You may be asking yourself what is it that has Hulk raging this time. Is it persecution from society? Is it an identity war within his soul? Is Betty Ross in trouble? Well, the story portion of the game never really gets explained in any kind of great detail. But we do know that arch rival the Leader is involved! We can’t really get any idea as to what extent, because the comic sans font that makes up the narrative is often squished together and not really legible. Rhino and Abomination appear as bosses in the game, though if you’re playing the game right, you won’t really be facing off with them for too long before you put them on their asses.
Sadly, even “playing the game right” doesn’t make it that much more fun. Bulldozing over enemies and objects as a pissed off Banner sparks a thrill during your first five minutes with it, but each maze of elevators, platforms, and Stormtrooper-like henchmen drags on far too long, and the game offers no reason to really care about completing whatever level you’re on, much less the entire campaign itself. Though I was enjoying the oddly placed high tempo pop soundtrack that accompanied each level.
Incredible Hulk is lacking a few video game essentials like fun, but as a Hulk fan I can appreciate the spirit of the style of the gameplay.
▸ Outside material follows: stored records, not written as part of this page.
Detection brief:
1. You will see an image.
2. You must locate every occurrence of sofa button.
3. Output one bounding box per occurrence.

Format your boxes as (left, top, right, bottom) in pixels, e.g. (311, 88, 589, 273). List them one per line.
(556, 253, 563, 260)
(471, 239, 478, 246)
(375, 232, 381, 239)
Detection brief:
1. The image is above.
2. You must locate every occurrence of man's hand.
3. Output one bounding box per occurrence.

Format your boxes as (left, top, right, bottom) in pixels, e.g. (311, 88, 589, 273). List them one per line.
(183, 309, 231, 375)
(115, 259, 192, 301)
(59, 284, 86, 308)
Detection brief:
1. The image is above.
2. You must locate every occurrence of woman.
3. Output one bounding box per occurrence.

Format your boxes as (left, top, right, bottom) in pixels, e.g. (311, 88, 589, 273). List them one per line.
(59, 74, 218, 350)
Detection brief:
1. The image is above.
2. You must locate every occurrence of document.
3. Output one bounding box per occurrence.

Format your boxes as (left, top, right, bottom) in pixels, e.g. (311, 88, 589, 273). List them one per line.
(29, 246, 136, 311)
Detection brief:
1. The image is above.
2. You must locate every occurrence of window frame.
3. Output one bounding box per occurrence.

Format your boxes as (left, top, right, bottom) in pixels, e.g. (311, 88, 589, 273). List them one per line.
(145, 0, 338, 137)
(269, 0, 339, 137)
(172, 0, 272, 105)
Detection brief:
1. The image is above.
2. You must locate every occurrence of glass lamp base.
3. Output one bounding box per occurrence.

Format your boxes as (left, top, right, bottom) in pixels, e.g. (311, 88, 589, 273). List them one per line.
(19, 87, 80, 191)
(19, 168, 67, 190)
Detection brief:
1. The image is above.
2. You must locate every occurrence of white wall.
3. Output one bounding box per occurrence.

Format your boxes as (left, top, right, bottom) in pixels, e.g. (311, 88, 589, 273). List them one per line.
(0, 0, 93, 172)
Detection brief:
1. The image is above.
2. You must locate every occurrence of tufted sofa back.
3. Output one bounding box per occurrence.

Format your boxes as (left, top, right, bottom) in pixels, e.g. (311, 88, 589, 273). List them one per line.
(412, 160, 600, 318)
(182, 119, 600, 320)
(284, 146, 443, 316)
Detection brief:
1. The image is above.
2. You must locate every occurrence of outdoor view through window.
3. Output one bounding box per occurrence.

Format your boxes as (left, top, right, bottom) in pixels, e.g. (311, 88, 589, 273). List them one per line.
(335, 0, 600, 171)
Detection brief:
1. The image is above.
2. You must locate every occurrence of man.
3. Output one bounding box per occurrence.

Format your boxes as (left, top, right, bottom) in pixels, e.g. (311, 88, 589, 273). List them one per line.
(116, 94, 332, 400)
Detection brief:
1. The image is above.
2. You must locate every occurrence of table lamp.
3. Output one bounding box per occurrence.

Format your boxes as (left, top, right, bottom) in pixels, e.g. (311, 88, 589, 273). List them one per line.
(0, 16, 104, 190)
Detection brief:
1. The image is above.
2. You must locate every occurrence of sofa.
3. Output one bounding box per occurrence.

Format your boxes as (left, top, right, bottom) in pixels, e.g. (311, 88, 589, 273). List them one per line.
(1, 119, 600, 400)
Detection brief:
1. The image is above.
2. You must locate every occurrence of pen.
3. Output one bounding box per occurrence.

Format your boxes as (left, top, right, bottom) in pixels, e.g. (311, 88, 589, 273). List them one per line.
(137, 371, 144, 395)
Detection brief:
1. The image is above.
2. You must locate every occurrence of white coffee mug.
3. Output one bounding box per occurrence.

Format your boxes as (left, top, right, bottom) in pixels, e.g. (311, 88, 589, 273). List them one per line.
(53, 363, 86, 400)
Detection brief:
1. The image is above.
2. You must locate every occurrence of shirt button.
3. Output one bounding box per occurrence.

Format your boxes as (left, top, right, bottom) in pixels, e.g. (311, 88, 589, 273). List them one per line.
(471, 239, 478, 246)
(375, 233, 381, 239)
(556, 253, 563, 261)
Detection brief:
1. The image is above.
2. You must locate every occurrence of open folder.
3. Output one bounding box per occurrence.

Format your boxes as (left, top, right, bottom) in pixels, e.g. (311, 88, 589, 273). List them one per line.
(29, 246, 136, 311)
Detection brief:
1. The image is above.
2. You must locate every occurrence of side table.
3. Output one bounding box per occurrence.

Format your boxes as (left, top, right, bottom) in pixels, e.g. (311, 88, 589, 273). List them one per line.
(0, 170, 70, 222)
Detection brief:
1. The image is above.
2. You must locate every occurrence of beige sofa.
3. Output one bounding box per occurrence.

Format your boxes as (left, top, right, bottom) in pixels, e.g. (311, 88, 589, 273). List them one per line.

When you step into Hulk’s shredded purple pants, all you want is to break peoples faces, but this game actually turns what should be satisfying carnage into an unfruitful chore. It took technology another 11 years to finally realize the full potential of a Hulk video game with The Incredible Hulk: Ultimate Destruction, leaving you with absolutely no good reason to ever play this game, but still, The Incredible Hulk is not a comic book video game to be disrespected.